The hardware wallet maker said unauthorized access occurred within Global-e’s cloud infrastructure, exposing certain Ledger customers’ personal details, including names and contact information. The incident was disclosed in an email sent by Global-e to affected users and was first shared publicly by blockchain investigator ZachXBT on X.
Global-e did not specify how many customers were impacted or when the unauthorized access took place. The company said it detected unusual activity, implemented containment measures, and launched an investigation that confirmed improper access to limited personal data.
“We retained independent forensic experts to conduct an investigation into the incident and determined that some personal data, including name and contact information, were improperly accessed,” Global-e said in the notification email.
Ledger said the breach did not originate from its own systems. In a statement to CoinDesk, the company emphasized that Global-e, acting as the merchant of record, is the data controller and therefore issued the customer notifications.
“This incident consisted of unauthorized access to order data in Global-e information systems,” Ledger said. “Some of the data accessed pertained to customers who made a purchase on Ledger.com using Global-e.”
Ledger stressed that its hardware, software, and platform were not compromised and remain secure. It also underscored that no payment information, recovery phrases, private keys, or digital asset data were exposed.

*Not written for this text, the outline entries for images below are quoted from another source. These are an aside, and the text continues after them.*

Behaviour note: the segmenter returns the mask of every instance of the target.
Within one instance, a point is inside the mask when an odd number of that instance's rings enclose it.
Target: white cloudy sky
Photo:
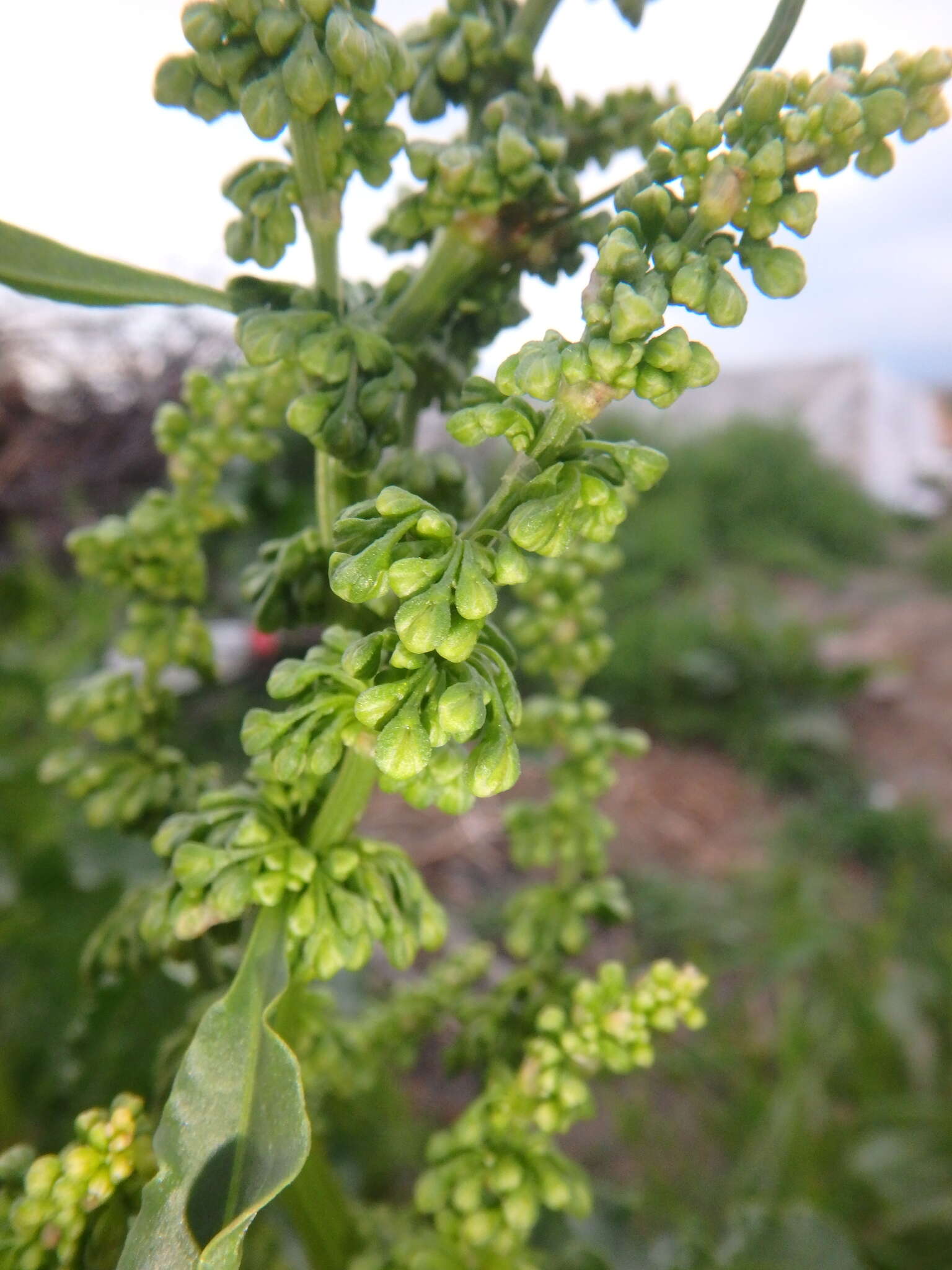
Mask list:
[[[400,28],[432,0],[378,0]],[[231,264],[221,248],[228,204],[221,178],[269,146],[237,117],[212,127],[151,99],[156,62],[183,48],[178,0],[46,0],[4,5],[0,50],[0,218],[104,255],[209,282]],[[658,0],[638,32],[611,0],[562,0],[539,47],[569,93],[677,81],[696,109],[736,77],[773,0]],[[952,0],[807,0],[781,65],[820,69],[831,43],[861,37],[875,60],[895,48],[952,46]],[[444,124],[446,127],[446,124]],[[609,173],[625,175],[631,156]],[[594,192],[605,174],[585,174]],[[900,149],[880,182],[853,171],[820,189],[820,220],[803,245],[807,290],[792,301],[751,296],[744,326],[706,339],[725,364],[868,353],[899,370],[952,381],[952,126]],[[344,265],[378,279],[388,263],[368,246],[387,192],[352,182]],[[281,267],[306,276],[298,245]],[[531,279],[532,318],[504,333],[504,353],[533,331],[578,328],[578,279]],[[32,305],[42,304],[32,301]]]

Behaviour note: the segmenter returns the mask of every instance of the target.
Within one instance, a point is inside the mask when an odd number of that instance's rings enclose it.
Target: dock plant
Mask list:
[[[720,107],[642,86],[569,99],[536,61],[557,5],[448,0],[393,32],[373,0],[188,4],[156,100],[204,123],[237,113],[282,142],[251,147],[222,187],[227,254],[258,267],[223,290],[0,226],[6,284],[208,305],[234,314],[240,351],[221,373],[187,373],[156,414],[164,485],[69,538],[79,573],[124,606],[127,660],[57,688],[63,742],[43,765],[93,827],[140,836],[161,861],[88,969],[201,963],[227,983],[164,1104],[117,1091],[58,1154],[0,1158],[3,1270],[226,1270],[265,1208],[255,1229],[272,1220],[294,1246],[287,1264],[314,1270],[555,1265],[533,1242],[539,1218],[590,1205],[560,1138],[594,1113],[597,1081],[704,1021],[701,969],[598,956],[599,928],[628,918],[598,803],[616,757],[647,738],[586,683],[612,646],[599,599],[622,564],[616,530],[668,466],[605,439],[599,417],[631,392],[663,410],[716,378],[679,316],[737,326],[750,286],[796,296],[806,271],[790,244],[814,227],[816,178],[885,175],[897,138],[946,122],[952,60],[868,65],[848,43],[825,69],[784,74],[802,0],[781,0]],[[617,38],[637,38],[623,24],[640,25],[642,0],[617,9]],[[434,140],[423,126],[451,108],[458,135]],[[583,198],[583,171],[622,152],[631,175]],[[381,284],[343,278],[344,196],[385,185],[401,154],[413,189],[373,235],[395,268]],[[298,236],[314,277],[269,278]],[[480,361],[528,316],[524,274],[580,273],[574,329],[539,323],[501,364]],[[459,446],[505,448],[491,488],[458,446],[418,446],[434,406]],[[242,588],[259,630],[314,641],[273,667],[228,784],[220,756],[189,743],[169,671],[213,679],[204,545],[245,517],[228,474],[274,464],[291,433],[312,447],[314,514],[261,542]],[[407,845],[362,817],[380,786],[435,806],[452,841],[454,817],[517,785],[526,752],[546,756],[547,792],[503,804],[526,884],[499,946],[473,944]],[[345,1010],[333,987],[381,959],[388,993]],[[406,1206],[364,1205],[329,1163],[322,1107],[409,1068],[448,1026],[475,1096],[430,1138]]]

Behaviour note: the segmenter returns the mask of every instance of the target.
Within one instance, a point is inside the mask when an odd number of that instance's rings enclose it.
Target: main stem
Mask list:
[[[301,215],[311,240],[315,292],[333,314],[343,307],[338,240],[340,237],[340,192],[329,185],[314,121],[294,116],[291,121],[291,151],[300,194]],[[321,546],[334,545],[334,522],[339,493],[336,461],[325,451],[315,456],[315,514]],[[363,815],[377,768],[373,759],[348,749],[344,762],[311,824],[308,846],[321,853],[344,841]],[[293,1041],[293,1017],[287,1020]],[[314,1270],[345,1270],[357,1250],[357,1229],[347,1195],[327,1161],[324,1144],[311,1134],[311,1153],[297,1177],[282,1193],[282,1203]]]
[[[326,309],[339,314],[340,192],[327,184],[324,174],[314,119],[310,116],[294,114],[289,131],[301,216],[314,255],[315,291]],[[340,511],[336,488],[336,461],[326,451],[319,450],[314,461],[314,493],[317,531],[325,551],[330,551],[334,546],[334,521]]]

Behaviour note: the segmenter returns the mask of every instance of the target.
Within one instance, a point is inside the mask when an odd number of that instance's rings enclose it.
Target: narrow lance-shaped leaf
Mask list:
[[[168,273],[76,251],[0,221],[0,283],[28,296],[74,305],[208,305],[234,309],[223,291]]]
[[[118,1270],[236,1270],[255,1214],[303,1167],[301,1071],[269,1022],[288,982],[284,917],[259,912],[234,983],[198,1025]]]

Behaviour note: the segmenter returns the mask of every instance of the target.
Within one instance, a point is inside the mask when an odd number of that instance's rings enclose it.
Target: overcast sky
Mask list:
[[[179,9],[178,0],[8,0],[0,218],[89,251],[221,282],[234,269],[221,246],[230,212],[221,179],[275,145],[254,138],[236,116],[209,127],[155,105],[155,65],[184,48]],[[380,0],[377,15],[401,28],[432,9],[429,0]],[[701,110],[724,97],[772,9],[773,0],[656,0],[635,32],[611,0],[562,0],[538,60],[569,94],[677,81]],[[779,65],[817,71],[830,44],[853,38],[866,41],[873,61],[896,48],[949,47],[952,0],[807,0]],[[633,157],[607,175],[585,173],[584,190],[625,175]],[[952,382],[952,126],[900,146],[896,168],[878,182],[848,171],[811,177],[807,185],[819,189],[820,217],[801,246],[806,290],[768,301],[751,286],[744,326],[704,324],[702,338],[724,364],[866,353]],[[352,180],[343,240],[349,276],[378,281],[391,268],[366,243],[391,198],[392,189]],[[278,272],[307,277],[308,253],[298,244]],[[523,286],[532,318],[500,337],[499,356],[546,326],[570,338],[579,329],[578,278]]]

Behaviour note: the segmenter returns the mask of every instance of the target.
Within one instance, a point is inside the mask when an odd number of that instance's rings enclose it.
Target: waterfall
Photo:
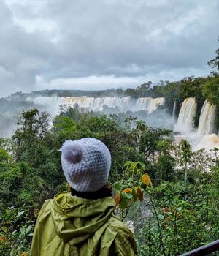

“For the avoidance of doubt, as the Ledger product is self-custodial, Global-e does not have access to your 24 words, blockchain balance, or any secrets related to digital assets,” the company said.
Ledger added that it is working with Global-e to communicate directly with affected customers and noted that the incident was not isolated to Ledger, with data from multiple brands reportedly accessed in the same Global-e system.
The episode follows previous security incidents involving Ledger, including a 2020 data breach tied to its former e-commerce partner Shopify that exposed customer information, and a 2023 hack that resulted in nearly $500,000 in losses across several decentralized finance applications.
“We remain united with the industry in the fight against hackers and bad actors who continue attempting to steal user information across the e-commerce and digital asset ecosystem,” Ledger said.